藤堂頼賢の詠った詩(うた)は、多くの示唆に富んだものだった。
彼と同じ年代の青年には到底理解できないものに違いないが、女性なら理解できる可能性はある。
況してや、恵美子なら。。。
藤堂頼賢はそこに賭けた。
鹿ヶ谷哲夫に引き合わせたのも、恵美子にそれだけの資質があるからだと信じたからである。
藤堂頼賢の詩(うた)を鹿ヶ谷哲夫は黙って聞き入っていた。
澄江も黙って聞いていたが、同じ女の性なのか、それとも妹のような気持ちにさせた恵美子に人としての情に絆されたのか、本心は澄江自身の胸の内だが、彼女は自身の半生の追憶を披露してみせた。

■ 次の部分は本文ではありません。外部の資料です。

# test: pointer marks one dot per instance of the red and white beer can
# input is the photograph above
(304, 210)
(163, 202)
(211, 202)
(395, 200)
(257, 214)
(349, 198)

それは、父親の鹿ヶ谷哲夫にとってもはじめて聞く話だった。
「うちもまだ恵美子はんと同じ年頃の時に、好きになった男はんがいましたんや。
大学を卒業したうちは、京都の烏丸五条の近くにある大きな呉服問屋に勤めることになったんどす。
父は家で自分の世話をするよう、うちに期待してはったことは知ってたんやけど、父から離れたかったんどすな・・・。
呉服問屋の松村社長さんの秘書として働きはじめたうちは、その息子はんで、将来社長を約束されていた長男の博はんを好きになってしもうたんどすけど、博はんには奥さんと二人のお子さんがいはったんやわ。
あってはならへん関係なことはわかってても、どうにもならへんのが男はんと女の間どすな。
うちは博はんのお子をお腹に宿したことがあったけど・・・・。
そら、好きな男はんの子を産みたい女心はあったけど・・・・。
その会社は博はんが継いだ後、お父はんが亡くなり、弟はんと骨肉の争いをしやはって、結局、倒産してもうて、みんな夜逃げしてしまわはった・・・」
「それっきりどすか?」
恵美子は聞かずにいられなかった。